Apologies up front for the delay in this post.
And now onto the actual reason for my trip.
I met a friend, and we went to hear this concert. I was looking forward to hearing the pianist, who plays beautifully, and I am fairly familiar with the Glass Piano Quintet, which I have heard live a few Times now, as well as on its recorded version with Brooklyn Rider. I was not familiar with the other two works, although I am aware that there is a recent recording of Paul Barnes performing the Victoria Bond work, Illuminations on Byzantine chant. I did not research or listen to the two works I did not know. I kind of like to go in to concerts blind and see how I react to the music. Perhaps not sophisticated, or educated, but this is how it is.
The concert was held at St Nicholas Greek Orthodox Church and shrine, at the World Trade Center, which I would have assumed was glass, but actually it is marble. As with the music, I didn't read about the church before going either. Perhaps I should have, perhaps not. I am often torn when traveling about the need to do research and learn what I "should" see, hear, think or do, and my own contrarian nature, my determination to be guided loosely, but to see what I see and learn what I learn. I am certain there are gains and losses involved in both approaches. Anyway, below is my photograph of the church as we arrived for the concert. I thought it was an interestingly beautiful structure, both sublime and yet also, in certain lights, or in its absence, quiet and almost strict and subdued. I am sure there is more to think on there.
The space was small, and there were many chairs. This photograph is of the piano, and the interior of the church from my seat on the front row.
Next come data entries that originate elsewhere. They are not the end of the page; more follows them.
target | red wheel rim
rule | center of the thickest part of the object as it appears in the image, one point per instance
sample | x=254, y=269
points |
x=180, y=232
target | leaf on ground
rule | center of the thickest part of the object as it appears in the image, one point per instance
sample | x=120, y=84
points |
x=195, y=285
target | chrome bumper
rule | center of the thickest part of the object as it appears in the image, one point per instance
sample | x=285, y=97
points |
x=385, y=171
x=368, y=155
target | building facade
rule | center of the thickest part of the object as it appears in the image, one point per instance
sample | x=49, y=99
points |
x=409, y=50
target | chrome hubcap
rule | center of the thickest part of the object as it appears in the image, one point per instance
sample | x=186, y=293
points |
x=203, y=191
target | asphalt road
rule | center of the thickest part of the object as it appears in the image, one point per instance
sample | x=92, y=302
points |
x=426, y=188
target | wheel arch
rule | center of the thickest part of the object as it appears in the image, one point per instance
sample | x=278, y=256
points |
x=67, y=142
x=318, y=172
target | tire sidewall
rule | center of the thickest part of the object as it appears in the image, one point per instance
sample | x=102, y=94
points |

As you might surmise, we were very close to the music. This was an excellent position for the two solo piano pieces. Paul Barnes, plays beautifully and is one of my favorite pianists. Watching and listening to him is a feast, both aurally and visually. I swear even his hands, his fingers, express emotion as they play. The experience is mesmerizing and entrancing.
Of the two piano pieces, the work by J.A.C. Redford was the one that moved me the most, filled with a deep emotionality that felt simultaneously both calming and uplifting. This listener felt enveloped in a sense of a deep slowing breath, with momentary bursts of awe.
This is where you are lucky. When I first started writing this post, I wished I could hear it again, wished I could tell you more about the work itself, but it remained elusive. However, during the time this post was delayed due to my post-holiday bout with illness, Paul Barnes released a video of the performance of this work, a performance I can link to here. (below).
I still enjoy listening to this piece. I don't know that I was familiar at all with Redford, except that when I looked him up following the concert I learned that I am in fact familiar with a surprising amount of his music, although not enough. I will need to seek his work out.
Now, because I am being fair, I will also include a link to a video of a portion of the Victoria Bond. This was also a lovely work, and I do recall thinking how well Bond writes for the piano, how much I wanted to play part of the work, to feel the music beneath my fingers, even though I have not played for decades and do not play well. I found the work intellectually interesting, and at times even exciting. For this listener however, the Bond piece satisfied intellectually, but resonated less deeply on an emotional level. Still, it was a satisfying pairing, two pieces of music, both addressing issues of faith, that appealed to very different parts of what it means to be human.
For the Phillip Glass Annunciation Quintet, the string quartet was sandwiched between the piano and the first row of chairs. I was sitting in almost knee to knee in proximity to violinist Pauline Kim and it was a marvelous experience. Being this close to the musicians did not offer the best position for hearing the work itself as a whole, as much of the sound essentially lifted above us, but the structure of the entire piece was present and it gave a detailed experience of one part of the conversation that made up the music. I could read both violinist's music, I could hear both violinists clearly and relate what I saw of their music to their technique and the sound as a part of the whole. It was like being contained in a bubble inside the work itself. The performance was fascinating and engrossing and intimate in a way I hadn't yet experienced in a concert, and quartet music is, by its very nature, intimate. This was very different from my previous experience of the Glass Quintet. I was blown away, fascinated and enchanted by the performance, the playing of the group as a whole yes, but particularly the violinist as I felt encased in a subset of the world being created musically. I've always felt that the best chamber music is always a closely held conversation. This felt much like being caught in the midst of the music itself.
Admittedly it took me a good while just to integrate my experience of the concert with some kind of return to "real life". I was kind of lost in a kind of interspace for the rest of the evening. We attended a lovely dinner with the artists. I'm never the most social with people I have just met, really preferring to listen and I loved listening to everyone around me. But I was also still in my musical cloud as well. Not that I see any loss in that. The entire evening was a fabulous experience.